Хвост в ответ не сказал ничего…
-   Значит так: - прервал Рассветник молчание – Твой, Хвостворту, рассказ мы на завтра отложим. Пока всем отдыхать. И прислуге скажем,  пусть вина для поминки принесут, что ли…
Отправили коридорного за вином и хлебом, и просидели долго. Снова пили и закусывали, снова спели много песен, – и те, что пели в день краюхиных проводов, и другие. Хвостворту пел, как научился в Горах – там он вдоволь наслушался прощальных слов. Пели, вспоминая Краюху – непутевого малого, но честного и доброго, который погиб ни за что-ни про что, без всякой вины.
Вспоминали тут же Молния, богатыря из богатырей, и пели о нем. Пели о его храбром сердце, о его могучей руке, светлом уме и великом знании. О том, как служил он всю жизнь доброму делу, белому свету, Земле и Небу, ратайской стране и людскому роду. Как пал в битве, защищая людей, и о его новом пути в иное бытие, где свершит он новые подвиги, неведомые никому из живущих под солнцем…

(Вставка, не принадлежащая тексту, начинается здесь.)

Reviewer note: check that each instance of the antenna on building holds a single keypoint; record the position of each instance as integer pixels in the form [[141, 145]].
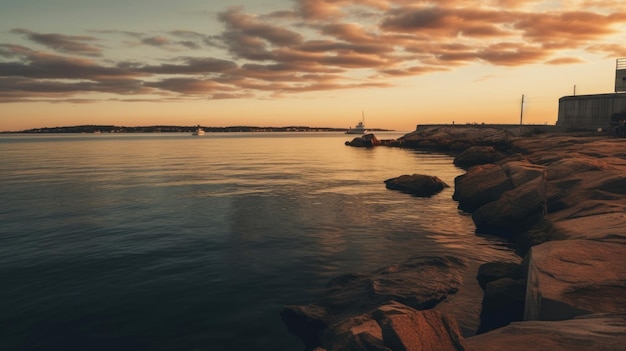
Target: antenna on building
[[620, 75], [521, 113]]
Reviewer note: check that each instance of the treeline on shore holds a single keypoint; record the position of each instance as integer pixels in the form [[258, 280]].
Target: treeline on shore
[[175, 129]]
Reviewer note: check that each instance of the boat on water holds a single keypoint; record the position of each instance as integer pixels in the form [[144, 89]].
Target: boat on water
[[359, 128], [198, 131]]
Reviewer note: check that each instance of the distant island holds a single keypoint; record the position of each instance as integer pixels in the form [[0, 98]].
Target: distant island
[[178, 129]]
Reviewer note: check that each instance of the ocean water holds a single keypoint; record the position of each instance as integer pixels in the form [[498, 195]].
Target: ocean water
[[178, 242]]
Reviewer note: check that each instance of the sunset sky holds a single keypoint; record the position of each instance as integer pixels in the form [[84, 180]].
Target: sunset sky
[[316, 63]]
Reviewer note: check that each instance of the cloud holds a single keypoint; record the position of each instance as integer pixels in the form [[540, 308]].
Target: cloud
[[317, 45], [70, 44]]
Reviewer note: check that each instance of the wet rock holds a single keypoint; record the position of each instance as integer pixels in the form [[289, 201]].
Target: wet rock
[[480, 185], [516, 211], [521, 172], [417, 184], [491, 271], [587, 333], [420, 283], [607, 226], [503, 303], [395, 326], [575, 277], [419, 330], [477, 155]]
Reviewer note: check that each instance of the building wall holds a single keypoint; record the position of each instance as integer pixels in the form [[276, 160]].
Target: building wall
[[591, 112]]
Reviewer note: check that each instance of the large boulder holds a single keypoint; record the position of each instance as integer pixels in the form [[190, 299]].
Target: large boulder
[[503, 303], [586, 333], [480, 185], [516, 211], [421, 282], [573, 166], [477, 155], [491, 271], [417, 184], [395, 326], [575, 277], [608, 226], [521, 172]]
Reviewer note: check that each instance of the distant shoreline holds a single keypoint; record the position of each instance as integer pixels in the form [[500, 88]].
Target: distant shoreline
[[95, 129]]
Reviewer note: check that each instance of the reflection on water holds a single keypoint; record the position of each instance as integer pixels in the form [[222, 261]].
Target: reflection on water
[[168, 242]]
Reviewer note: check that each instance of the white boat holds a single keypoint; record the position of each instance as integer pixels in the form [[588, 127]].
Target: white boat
[[198, 131], [359, 128]]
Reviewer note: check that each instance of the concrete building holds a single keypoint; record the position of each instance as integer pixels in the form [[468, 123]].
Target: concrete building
[[597, 111]]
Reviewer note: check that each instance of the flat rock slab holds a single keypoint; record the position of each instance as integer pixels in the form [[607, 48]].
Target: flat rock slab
[[420, 282], [587, 333], [603, 227], [575, 277]]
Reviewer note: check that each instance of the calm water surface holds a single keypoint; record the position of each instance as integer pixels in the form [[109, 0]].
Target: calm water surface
[[174, 242]]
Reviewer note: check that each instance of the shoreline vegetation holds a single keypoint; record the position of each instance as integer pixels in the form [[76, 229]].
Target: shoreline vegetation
[[558, 197], [96, 129]]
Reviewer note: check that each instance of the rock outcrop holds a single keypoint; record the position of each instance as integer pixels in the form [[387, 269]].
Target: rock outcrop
[[587, 333], [395, 326], [575, 277], [559, 198], [417, 184], [419, 283], [479, 186]]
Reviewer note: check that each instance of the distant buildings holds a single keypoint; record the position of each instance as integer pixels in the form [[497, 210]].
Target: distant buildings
[[601, 112]]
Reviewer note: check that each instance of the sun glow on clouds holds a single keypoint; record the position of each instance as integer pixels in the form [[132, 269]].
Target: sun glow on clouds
[[307, 50]]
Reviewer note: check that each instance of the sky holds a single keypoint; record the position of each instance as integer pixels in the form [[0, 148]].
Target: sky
[[318, 63]]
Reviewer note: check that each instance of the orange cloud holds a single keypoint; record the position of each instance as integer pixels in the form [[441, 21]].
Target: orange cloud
[[317, 45]]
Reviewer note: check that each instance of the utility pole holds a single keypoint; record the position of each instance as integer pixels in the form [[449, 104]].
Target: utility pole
[[521, 113]]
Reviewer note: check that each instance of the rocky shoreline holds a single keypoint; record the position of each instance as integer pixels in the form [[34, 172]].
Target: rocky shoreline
[[560, 198]]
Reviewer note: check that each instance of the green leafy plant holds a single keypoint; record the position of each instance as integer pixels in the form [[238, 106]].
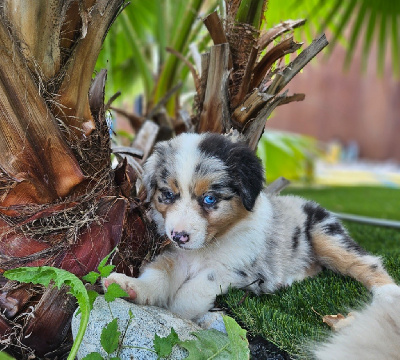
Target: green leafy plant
[[350, 22], [47, 275], [208, 344], [289, 155]]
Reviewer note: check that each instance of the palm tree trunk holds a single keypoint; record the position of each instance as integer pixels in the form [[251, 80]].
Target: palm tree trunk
[[59, 203]]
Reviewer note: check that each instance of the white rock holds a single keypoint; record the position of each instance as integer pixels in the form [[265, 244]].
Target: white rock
[[147, 321]]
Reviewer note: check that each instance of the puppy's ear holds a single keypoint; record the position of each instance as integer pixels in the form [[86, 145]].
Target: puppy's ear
[[150, 169], [248, 173]]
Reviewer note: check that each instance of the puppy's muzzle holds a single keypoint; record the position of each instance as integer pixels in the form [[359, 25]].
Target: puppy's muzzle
[[181, 237]]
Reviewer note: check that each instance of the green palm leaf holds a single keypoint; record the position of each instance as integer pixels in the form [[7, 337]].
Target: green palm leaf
[[368, 21]]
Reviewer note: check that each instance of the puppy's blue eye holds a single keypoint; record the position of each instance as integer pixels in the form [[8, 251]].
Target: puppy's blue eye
[[209, 200], [168, 196]]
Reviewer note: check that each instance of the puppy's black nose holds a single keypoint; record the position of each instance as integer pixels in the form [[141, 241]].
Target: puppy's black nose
[[180, 237]]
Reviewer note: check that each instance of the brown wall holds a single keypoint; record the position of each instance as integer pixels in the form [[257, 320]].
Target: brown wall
[[346, 105]]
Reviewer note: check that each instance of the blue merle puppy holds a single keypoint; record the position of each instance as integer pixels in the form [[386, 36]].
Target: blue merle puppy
[[207, 196]]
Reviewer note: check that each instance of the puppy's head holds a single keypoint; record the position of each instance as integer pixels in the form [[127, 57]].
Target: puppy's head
[[200, 186]]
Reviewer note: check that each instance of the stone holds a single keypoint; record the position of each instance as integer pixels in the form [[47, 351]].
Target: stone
[[139, 336]]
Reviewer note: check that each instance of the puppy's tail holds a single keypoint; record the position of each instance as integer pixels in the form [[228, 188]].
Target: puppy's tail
[[373, 334]]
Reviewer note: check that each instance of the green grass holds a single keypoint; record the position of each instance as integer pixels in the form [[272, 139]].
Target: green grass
[[291, 318]]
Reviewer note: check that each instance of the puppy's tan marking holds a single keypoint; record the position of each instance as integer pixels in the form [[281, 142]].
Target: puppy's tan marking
[[173, 185], [349, 263]]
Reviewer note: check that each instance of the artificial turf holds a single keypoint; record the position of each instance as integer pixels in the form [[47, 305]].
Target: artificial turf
[[292, 318]]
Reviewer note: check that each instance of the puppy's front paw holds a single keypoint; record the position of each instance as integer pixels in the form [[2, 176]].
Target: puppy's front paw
[[127, 284]]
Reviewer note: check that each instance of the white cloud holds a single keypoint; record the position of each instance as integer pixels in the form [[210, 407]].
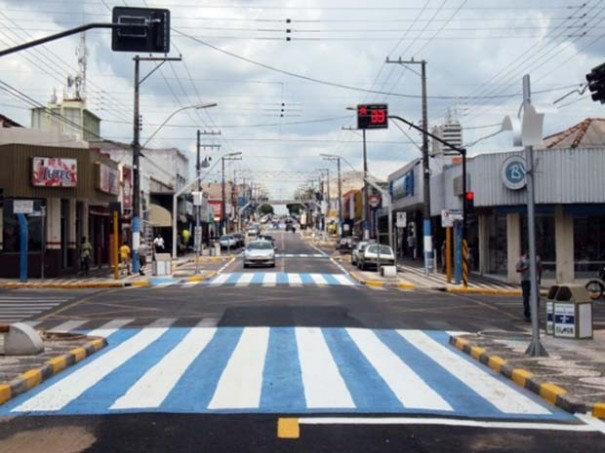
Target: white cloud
[[473, 48]]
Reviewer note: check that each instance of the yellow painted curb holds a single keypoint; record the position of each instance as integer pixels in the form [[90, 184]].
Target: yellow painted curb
[[598, 410], [550, 392], [520, 376], [5, 393], [140, 284], [460, 343], [375, 283], [98, 343], [476, 352], [405, 286], [78, 353], [288, 428], [32, 378], [496, 363], [57, 363]]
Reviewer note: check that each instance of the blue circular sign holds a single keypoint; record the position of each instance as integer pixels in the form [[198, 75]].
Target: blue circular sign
[[513, 173]]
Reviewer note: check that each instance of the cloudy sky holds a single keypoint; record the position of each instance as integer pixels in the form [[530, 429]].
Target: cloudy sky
[[284, 72]]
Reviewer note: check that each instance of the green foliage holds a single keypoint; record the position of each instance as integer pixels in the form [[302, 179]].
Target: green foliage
[[265, 209]]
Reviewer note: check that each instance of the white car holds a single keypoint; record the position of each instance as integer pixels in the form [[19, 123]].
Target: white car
[[357, 251], [227, 241], [259, 253], [376, 255]]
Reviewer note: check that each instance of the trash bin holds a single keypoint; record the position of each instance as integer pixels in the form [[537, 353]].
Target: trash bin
[[550, 309], [572, 312], [162, 264]]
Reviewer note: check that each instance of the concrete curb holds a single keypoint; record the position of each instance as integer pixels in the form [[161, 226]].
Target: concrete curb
[[548, 391], [200, 278], [31, 378]]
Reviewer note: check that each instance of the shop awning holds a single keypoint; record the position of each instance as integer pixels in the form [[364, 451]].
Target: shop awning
[[159, 216]]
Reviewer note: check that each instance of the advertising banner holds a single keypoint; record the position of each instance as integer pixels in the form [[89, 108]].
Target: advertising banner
[[54, 172]]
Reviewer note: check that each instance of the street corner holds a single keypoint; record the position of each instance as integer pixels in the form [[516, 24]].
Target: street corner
[[206, 275], [461, 289], [61, 350]]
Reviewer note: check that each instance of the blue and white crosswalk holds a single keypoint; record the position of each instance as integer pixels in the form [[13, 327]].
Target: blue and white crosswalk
[[280, 370], [280, 278]]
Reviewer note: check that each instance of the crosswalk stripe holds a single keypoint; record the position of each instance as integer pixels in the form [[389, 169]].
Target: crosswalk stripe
[[407, 386], [109, 328], [155, 385], [220, 279], [318, 279], [499, 394], [60, 394], [244, 280], [68, 326], [241, 381], [294, 279], [323, 384]]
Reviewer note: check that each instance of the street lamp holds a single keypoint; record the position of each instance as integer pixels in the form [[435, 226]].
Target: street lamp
[[230, 156], [136, 177], [337, 159]]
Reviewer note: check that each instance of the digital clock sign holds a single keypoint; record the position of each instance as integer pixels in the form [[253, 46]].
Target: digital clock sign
[[372, 116]]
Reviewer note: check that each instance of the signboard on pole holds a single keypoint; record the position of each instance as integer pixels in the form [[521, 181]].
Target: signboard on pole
[[448, 216], [401, 220]]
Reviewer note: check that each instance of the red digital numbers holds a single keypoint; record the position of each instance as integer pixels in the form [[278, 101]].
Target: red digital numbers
[[372, 116]]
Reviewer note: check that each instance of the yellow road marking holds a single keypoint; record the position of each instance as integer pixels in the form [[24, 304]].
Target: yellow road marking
[[288, 428]]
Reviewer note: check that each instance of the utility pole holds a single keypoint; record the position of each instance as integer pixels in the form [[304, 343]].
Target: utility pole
[[426, 175], [229, 156], [136, 152]]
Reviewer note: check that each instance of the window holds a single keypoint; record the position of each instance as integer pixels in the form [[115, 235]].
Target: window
[[11, 231]]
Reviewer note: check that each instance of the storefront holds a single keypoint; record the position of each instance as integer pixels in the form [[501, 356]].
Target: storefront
[[52, 197]]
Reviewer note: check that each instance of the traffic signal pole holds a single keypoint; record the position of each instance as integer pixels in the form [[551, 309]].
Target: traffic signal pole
[[461, 152]]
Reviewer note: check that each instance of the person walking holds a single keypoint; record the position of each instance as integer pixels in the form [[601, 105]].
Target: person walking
[[125, 257], [85, 252], [158, 244]]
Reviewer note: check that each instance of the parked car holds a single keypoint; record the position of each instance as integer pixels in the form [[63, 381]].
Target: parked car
[[254, 230], [376, 255], [266, 237], [239, 237], [356, 252], [227, 241], [259, 253]]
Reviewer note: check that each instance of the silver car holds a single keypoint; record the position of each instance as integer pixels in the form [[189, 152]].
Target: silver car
[[259, 253]]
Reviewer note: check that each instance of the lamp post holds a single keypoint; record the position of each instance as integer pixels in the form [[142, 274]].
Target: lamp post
[[337, 159], [230, 156], [136, 183]]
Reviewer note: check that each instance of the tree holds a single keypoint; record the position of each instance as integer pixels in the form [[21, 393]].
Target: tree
[[265, 209]]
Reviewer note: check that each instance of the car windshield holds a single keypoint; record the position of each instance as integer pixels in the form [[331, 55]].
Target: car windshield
[[381, 249], [260, 245]]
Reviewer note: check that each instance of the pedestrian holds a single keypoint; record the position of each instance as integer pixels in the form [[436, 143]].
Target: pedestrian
[[412, 246], [125, 257], [85, 252], [158, 244], [142, 257], [522, 267]]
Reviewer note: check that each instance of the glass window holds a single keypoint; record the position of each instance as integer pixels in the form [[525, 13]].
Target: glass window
[[12, 232], [589, 245]]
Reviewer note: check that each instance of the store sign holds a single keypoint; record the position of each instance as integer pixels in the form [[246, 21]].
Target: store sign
[[127, 187], [512, 173], [108, 179], [54, 172], [403, 187]]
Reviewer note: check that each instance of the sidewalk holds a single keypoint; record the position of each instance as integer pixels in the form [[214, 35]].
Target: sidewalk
[[104, 277]]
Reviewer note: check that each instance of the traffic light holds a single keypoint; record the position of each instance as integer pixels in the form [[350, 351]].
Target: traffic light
[[469, 202], [372, 116], [141, 30], [596, 83]]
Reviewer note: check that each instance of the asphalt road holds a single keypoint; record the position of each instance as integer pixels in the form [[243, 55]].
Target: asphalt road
[[347, 315]]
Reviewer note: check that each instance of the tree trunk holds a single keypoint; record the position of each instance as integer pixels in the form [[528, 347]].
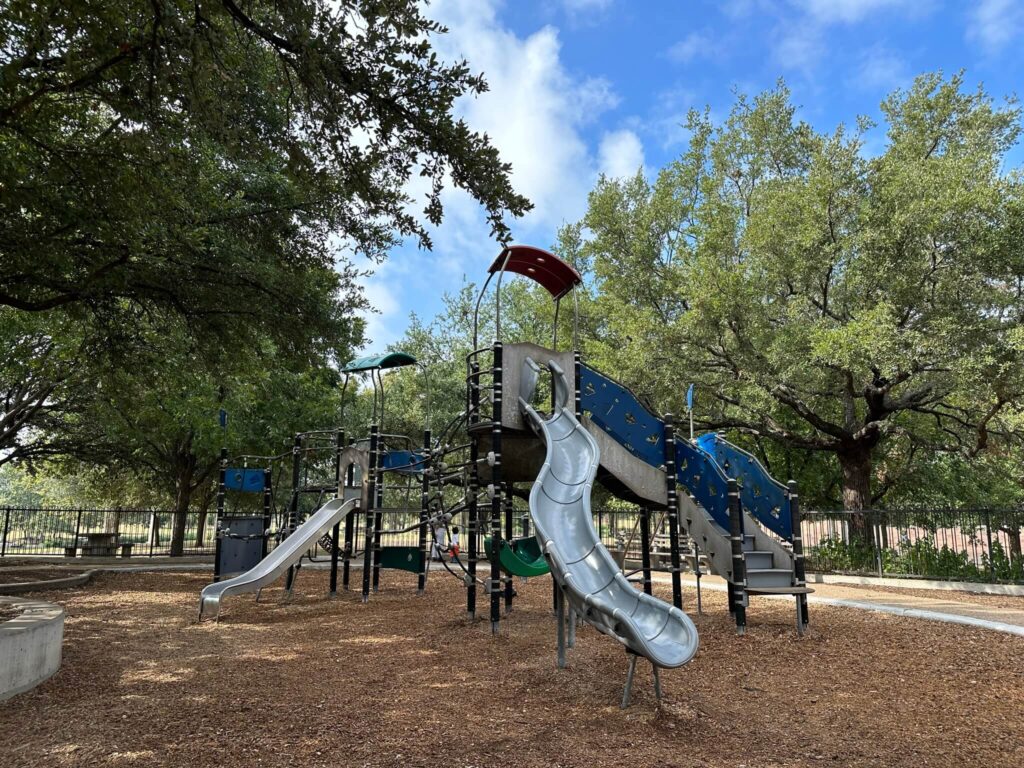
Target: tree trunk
[[1014, 532], [856, 466], [182, 499], [201, 528]]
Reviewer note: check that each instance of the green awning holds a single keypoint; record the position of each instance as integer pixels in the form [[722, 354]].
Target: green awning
[[393, 359]]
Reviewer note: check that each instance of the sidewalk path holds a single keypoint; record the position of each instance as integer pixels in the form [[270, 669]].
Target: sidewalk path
[[966, 610]]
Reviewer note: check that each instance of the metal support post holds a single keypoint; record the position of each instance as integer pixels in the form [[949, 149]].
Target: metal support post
[[368, 551], [673, 510], [472, 535], [293, 507], [737, 585], [645, 548], [421, 582], [798, 555], [497, 500]]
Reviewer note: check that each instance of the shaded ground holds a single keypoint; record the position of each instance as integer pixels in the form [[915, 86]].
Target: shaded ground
[[20, 576], [406, 681]]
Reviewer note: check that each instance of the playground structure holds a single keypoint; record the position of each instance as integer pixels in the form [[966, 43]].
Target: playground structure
[[718, 502]]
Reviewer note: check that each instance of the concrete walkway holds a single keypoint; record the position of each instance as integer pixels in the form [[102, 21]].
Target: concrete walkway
[[965, 610], [969, 609]]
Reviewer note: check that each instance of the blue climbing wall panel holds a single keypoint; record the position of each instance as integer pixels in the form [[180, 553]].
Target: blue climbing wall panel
[[615, 410], [761, 495]]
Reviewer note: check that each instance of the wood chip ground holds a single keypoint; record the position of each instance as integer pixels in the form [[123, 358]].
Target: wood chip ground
[[409, 681]]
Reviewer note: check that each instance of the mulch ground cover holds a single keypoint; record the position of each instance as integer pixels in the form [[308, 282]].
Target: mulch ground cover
[[409, 681], [979, 598]]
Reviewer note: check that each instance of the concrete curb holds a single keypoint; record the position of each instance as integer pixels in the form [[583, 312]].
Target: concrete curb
[[30, 645], [79, 580], [977, 588], [931, 615]]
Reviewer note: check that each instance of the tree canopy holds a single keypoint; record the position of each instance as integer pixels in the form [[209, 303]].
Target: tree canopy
[[866, 306]]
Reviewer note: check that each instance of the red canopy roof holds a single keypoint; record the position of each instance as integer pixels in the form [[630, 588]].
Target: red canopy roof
[[556, 276]]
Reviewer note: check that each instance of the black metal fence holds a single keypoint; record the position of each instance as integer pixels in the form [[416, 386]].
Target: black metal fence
[[978, 545], [54, 531], [983, 545]]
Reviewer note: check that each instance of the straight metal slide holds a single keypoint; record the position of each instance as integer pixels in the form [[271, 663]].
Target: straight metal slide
[[288, 553], [559, 504]]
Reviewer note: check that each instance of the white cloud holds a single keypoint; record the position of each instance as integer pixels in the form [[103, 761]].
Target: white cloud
[[801, 41], [880, 69], [851, 11], [694, 45], [574, 6], [993, 24], [799, 47], [621, 154], [536, 113]]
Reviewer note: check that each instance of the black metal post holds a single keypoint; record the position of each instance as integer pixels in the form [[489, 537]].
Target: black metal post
[[6, 527], [578, 395], [988, 537], [645, 547], [796, 521], [474, 488], [378, 519], [509, 532], [421, 583], [672, 496], [293, 506], [78, 530], [221, 494], [349, 524], [339, 492], [496, 501], [371, 496], [267, 509], [737, 593]]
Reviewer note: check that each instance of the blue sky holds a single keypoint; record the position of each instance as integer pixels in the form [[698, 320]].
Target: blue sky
[[584, 87]]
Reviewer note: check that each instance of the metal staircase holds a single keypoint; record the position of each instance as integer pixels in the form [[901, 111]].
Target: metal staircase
[[633, 450]]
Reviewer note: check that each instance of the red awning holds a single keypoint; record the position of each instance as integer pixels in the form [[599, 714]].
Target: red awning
[[556, 276]]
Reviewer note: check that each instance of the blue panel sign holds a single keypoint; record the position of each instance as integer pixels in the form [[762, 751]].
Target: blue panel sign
[[403, 462], [247, 480]]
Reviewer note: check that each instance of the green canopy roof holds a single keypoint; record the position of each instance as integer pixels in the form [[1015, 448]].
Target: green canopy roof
[[393, 359]]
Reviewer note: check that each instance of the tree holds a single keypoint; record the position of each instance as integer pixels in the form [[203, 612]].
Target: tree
[[212, 166], [837, 303], [159, 425], [289, 122]]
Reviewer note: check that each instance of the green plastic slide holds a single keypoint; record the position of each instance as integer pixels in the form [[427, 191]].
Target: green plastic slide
[[522, 558]]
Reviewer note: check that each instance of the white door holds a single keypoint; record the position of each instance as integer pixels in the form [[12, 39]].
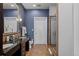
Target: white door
[[53, 30], [40, 30]]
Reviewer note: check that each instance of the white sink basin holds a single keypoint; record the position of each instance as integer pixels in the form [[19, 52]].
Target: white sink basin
[[7, 45]]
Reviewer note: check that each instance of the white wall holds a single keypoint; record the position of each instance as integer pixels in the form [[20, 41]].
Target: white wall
[[66, 37], [52, 10], [76, 29]]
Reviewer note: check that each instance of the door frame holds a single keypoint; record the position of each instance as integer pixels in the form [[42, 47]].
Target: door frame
[[57, 32], [47, 25]]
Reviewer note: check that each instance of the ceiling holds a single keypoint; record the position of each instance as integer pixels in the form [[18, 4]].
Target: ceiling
[[9, 6], [38, 5]]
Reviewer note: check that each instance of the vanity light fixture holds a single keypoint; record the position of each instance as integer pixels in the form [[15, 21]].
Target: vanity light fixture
[[20, 19], [34, 5], [12, 5]]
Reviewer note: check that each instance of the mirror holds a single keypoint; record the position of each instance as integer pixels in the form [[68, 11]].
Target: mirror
[[10, 17]]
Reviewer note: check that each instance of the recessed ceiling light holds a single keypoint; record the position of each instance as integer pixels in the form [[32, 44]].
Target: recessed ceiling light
[[34, 5], [12, 5]]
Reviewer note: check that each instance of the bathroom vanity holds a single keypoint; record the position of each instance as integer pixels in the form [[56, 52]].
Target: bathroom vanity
[[11, 48], [18, 47]]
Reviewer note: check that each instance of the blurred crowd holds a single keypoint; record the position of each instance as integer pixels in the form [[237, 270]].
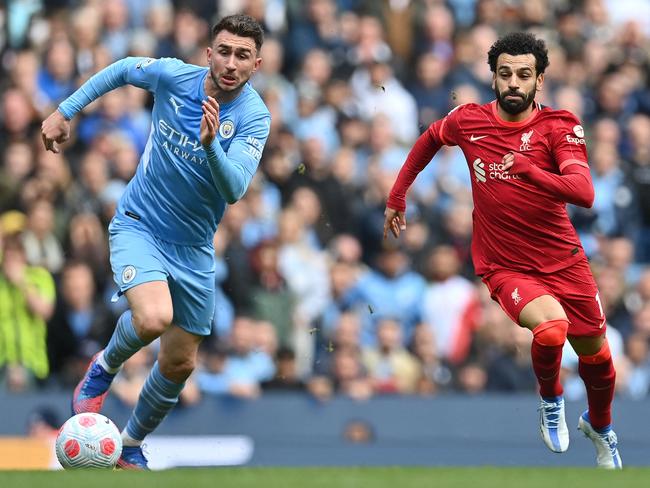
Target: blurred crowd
[[309, 295]]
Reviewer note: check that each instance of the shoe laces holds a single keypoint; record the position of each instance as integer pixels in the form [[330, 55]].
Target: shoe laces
[[611, 440], [551, 413]]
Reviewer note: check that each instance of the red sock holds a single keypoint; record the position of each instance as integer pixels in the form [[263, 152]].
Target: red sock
[[546, 351], [598, 373]]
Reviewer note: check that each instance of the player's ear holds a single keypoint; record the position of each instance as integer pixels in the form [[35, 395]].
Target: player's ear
[[258, 63]]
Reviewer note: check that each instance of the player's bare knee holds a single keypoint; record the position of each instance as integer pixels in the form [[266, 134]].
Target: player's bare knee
[[151, 323], [176, 369], [551, 332]]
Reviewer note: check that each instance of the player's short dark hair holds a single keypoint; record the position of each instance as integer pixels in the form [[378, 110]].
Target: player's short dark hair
[[517, 43], [241, 25]]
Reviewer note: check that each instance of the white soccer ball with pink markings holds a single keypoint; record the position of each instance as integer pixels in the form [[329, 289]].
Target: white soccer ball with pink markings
[[88, 440]]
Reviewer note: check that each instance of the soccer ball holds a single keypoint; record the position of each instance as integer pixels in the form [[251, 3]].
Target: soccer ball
[[88, 440]]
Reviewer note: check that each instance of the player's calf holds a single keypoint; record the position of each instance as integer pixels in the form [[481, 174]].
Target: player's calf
[[90, 393]]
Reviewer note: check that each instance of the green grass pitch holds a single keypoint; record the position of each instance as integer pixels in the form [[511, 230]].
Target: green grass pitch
[[384, 477]]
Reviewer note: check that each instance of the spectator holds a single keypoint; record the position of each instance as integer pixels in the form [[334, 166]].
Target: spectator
[[392, 369], [26, 303], [80, 326]]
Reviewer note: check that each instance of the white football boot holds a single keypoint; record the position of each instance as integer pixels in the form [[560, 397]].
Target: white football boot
[[552, 424], [606, 444]]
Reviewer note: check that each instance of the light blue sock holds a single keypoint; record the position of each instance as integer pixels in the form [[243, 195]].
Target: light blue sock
[[157, 398], [124, 342]]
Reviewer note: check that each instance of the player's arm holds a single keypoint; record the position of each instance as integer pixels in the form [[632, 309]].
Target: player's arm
[[573, 185], [232, 172], [141, 72], [422, 152], [569, 150]]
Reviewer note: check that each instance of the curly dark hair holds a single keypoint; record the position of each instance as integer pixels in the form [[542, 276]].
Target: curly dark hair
[[241, 25], [517, 43]]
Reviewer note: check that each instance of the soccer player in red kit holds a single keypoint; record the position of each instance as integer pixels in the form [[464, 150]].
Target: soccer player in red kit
[[527, 162]]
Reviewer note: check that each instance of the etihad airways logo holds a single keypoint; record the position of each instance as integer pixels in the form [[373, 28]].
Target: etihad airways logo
[[180, 144], [494, 171]]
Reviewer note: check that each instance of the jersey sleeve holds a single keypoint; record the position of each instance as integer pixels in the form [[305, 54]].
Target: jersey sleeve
[[141, 72], [445, 130], [233, 171], [568, 144]]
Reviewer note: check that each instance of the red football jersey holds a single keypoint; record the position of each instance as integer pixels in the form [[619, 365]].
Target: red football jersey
[[517, 225]]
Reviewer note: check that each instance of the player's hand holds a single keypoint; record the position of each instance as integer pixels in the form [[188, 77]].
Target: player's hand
[[55, 129], [395, 221], [516, 163], [209, 121]]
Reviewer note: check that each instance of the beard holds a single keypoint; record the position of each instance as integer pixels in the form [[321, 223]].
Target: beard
[[215, 79], [516, 106]]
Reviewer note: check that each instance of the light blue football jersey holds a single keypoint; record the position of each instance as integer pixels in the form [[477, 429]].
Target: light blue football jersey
[[173, 192]]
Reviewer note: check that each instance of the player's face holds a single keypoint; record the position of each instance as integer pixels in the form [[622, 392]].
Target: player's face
[[232, 60], [516, 82]]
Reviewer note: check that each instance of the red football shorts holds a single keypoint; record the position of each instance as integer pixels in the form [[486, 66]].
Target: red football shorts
[[574, 287]]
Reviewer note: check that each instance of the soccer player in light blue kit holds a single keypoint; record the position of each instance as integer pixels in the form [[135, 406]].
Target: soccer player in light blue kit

Уже за полночь улеглись спать. Рассветник, которому выпало караулить второму после Коршуна, в свою очередь расположился за столом, перед одинокой горящей свечкой. На полу меж лавок был уложен тюфяк с постелью – это слуги позаботились для нового жителя. Но Пила уступил ему свою лежанку – В последние недели Хвосту приходилось спать и на траве, и на голых камнях. Клинок с Коршуном лежали по местам, и дружно храпели. А братьям не спалось обоим. Лежа рядом один на лавке, другой – внизу на тюфяке, братья тихонько переговаривались. Это заметил Рассветник. Он взял в одну руку скамейку, в другую – свечку со стола, и подойдя к братьям, сел поблизости.
-   Вот что, горожане. – сказал он – Раз не спим все равно, может тогда не будем до утра откладывать. Хвостворту, расскажи про свое приключение, и как ты со злыднем поякшался за горами.
-  Да, правда, расскажи! – попросил и Пила. - Сколько уже проговорили, а что с тобой там было, так и не знаю!
-   Ладно, слушай! – согласился Хвост.
Говорил он долго и обстоятельно. Расписывал все в подробностях и приукрашивал такими словцами и присказками, за которыми иной рассказчик полез бы в карман. Но все же о чем-то умолчал, о чем-то слишком уж приврал. А я так расскажу, как все было в точности, честь-по чести.